Thank You for Your Service
- Author: David Finkel
- Language: English
- Genre: Non-fiction
- Publisher: Farrar, Straus and Giroux
- Publication date: October 1, 2013
- Publication place: United States
- Media type: Print (hardcover)
- Pages: 272 pp
- ISBN: 978-0-374-18066-9

= Thank You for Your Service (book) =

2013 nonfiction book by David Finkel

Thank You for Your Service, written by the American journalist David Finkel, is the follow-up non-fiction book to The Good Soldiers, which chronicles the lives of the 2-16 Infantry Battalion in Baghdad during 2007 and 2008. With this sequel, Finkel examines the soldiers' lives back home in the United States as they struggle to readjust to family and civilian life. The book was published in 2013 by Farrar, Straus and Giroux and was a finalist for the National Book Critics Circle Award.

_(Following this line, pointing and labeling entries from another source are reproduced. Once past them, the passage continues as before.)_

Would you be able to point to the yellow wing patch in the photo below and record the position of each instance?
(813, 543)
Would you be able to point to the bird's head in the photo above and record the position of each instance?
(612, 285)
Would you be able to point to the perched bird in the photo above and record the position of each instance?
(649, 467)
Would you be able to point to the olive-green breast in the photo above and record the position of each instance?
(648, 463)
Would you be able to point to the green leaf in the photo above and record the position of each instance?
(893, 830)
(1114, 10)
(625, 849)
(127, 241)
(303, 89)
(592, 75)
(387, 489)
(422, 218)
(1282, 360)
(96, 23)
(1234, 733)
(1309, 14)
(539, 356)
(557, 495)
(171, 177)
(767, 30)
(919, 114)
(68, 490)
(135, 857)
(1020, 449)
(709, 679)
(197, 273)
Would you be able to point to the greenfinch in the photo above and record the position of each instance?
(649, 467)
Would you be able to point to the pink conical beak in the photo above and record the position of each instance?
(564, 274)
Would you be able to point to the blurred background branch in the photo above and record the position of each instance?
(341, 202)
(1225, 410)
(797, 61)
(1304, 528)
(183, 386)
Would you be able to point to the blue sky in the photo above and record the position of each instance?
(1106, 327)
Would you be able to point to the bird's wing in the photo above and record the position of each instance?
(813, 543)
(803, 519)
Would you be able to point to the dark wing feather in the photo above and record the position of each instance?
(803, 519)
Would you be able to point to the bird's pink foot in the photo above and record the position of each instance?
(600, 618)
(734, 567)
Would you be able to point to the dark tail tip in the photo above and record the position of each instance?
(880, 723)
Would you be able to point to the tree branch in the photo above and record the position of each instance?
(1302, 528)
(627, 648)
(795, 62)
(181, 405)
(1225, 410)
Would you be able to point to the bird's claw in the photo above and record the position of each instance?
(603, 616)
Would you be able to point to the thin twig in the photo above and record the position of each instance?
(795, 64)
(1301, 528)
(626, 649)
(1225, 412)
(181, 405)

==Selected awards and honors==
- New York Times Book Review Notable Books of the Year - 2013
- Helen Bernstein Book Award for Excellence in Journalism
- NPR Best Book of the Year – 2013
- National Book Critics Circle Award Finalist
- Carla Furstenberg Cohen Literary Prize

==Film adaptation==

A feature film adaptation, of same name, was released in October 2017. Written and directed by Jason Hall, the film stars Miles Teller, Haley Bennett, Beulah Koale, Amy Schumer and Scott Haze.